Pour l’année budgétaire 2021-2022, par exemple, la Côte-Nord a accueilli 68 nouvelles infirmières, alors qu’elle en a perdu 111. La situation était similaire au cours des deux années précédentes.

Afin d’éviter de réduire les services à la population, les établissements de santé de la région se sont donc trouvés à accroître leur recours à la main-d’œuvre indépendante année après année.

Loin d’être le problème, les agences de placement sont plutôt un symptôme de la façon dont notre système de santé traite son personnel et les mène à l’épuisement.

Pour bien des infirmières, ces agences indépendantes sont une soupape qui les retient dans la profession, plutôt que de contempler un changement de carrière.

Dans les régions plus éloignées qui peinent à attirer du personnel, telle la Côte-Nord, le personnel indépendant est essentiel pour faire fonctionner les urgences et les cliniques. Déjà en 2022, alors que la loi n’était encore que projet, les régions éloignées sonnaient l’alarme, avertissant le gouvernement qu’une politique d’interdiction du recours à la main-d’œuvre indépendante allait mettre en danger l’accès aux soins.

Ce n’est pas en leur tordant le bras qu’on réussira à convaincre le personnel de santé de rester. Il faut trouver un moyen de les inciter à rester de leur plein gré. Plus de flexibilité, plus d’autonomie, de quoi rendre la profession plus attirante.

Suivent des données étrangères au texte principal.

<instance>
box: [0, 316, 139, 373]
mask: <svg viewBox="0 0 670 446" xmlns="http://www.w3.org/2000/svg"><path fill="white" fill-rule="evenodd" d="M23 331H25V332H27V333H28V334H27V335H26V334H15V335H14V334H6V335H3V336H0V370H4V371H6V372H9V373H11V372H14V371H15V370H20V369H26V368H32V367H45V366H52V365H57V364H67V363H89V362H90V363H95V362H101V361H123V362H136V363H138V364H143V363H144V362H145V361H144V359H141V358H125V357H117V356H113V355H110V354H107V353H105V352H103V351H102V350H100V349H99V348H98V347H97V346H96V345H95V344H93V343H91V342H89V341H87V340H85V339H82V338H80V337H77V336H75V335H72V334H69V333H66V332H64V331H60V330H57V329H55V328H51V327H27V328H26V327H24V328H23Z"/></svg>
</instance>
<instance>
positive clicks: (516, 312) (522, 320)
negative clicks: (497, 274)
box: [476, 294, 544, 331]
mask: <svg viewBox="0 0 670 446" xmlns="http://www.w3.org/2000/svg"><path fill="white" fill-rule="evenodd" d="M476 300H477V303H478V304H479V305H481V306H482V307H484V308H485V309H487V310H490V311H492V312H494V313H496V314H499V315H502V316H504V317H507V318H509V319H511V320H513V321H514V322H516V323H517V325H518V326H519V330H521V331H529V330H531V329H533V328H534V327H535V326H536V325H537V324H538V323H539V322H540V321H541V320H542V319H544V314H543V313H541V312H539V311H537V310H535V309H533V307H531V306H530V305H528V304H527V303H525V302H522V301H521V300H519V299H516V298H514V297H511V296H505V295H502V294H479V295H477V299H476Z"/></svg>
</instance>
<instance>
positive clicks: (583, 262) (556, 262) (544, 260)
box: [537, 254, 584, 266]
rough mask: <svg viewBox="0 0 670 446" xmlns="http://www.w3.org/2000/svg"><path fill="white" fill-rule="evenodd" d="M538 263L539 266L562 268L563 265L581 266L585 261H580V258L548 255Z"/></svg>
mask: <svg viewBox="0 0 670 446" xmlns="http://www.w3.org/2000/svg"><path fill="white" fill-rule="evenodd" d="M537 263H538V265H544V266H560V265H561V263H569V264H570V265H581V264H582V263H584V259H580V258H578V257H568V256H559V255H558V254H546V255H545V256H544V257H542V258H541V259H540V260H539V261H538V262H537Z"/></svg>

Ça ne prenait pas une boule de cristal pour voir que cette loi allait mettre en danger notre système de santé.

Tout ceci se passe alors que la loi n’est pas encore entièrement en place. Pour l’instant, l’utilisation de personnel indépendant est encore possible en Côte-Nord jusqu’en 2026, mais cela se fait sous des conditions très restrictives.

Alors que l’interdiction du recours à la main-d’œuvre indépendante s’élargira dans de nouvelles régions du Québec, la Côte-Nord nous permet de savoir à quoi l’on peut s’attendre si le gouvernement Legault refuse de reculer.

Puisque le Québec manque d’infirmières, on ne peut pas se permettre d’interdire l’une des dernières bouées de sauvetage qui les retient dans le métier.

Emmanuelle B. Faubert est économiste à l’IEDM. Elle signe ce texte à titre personnel.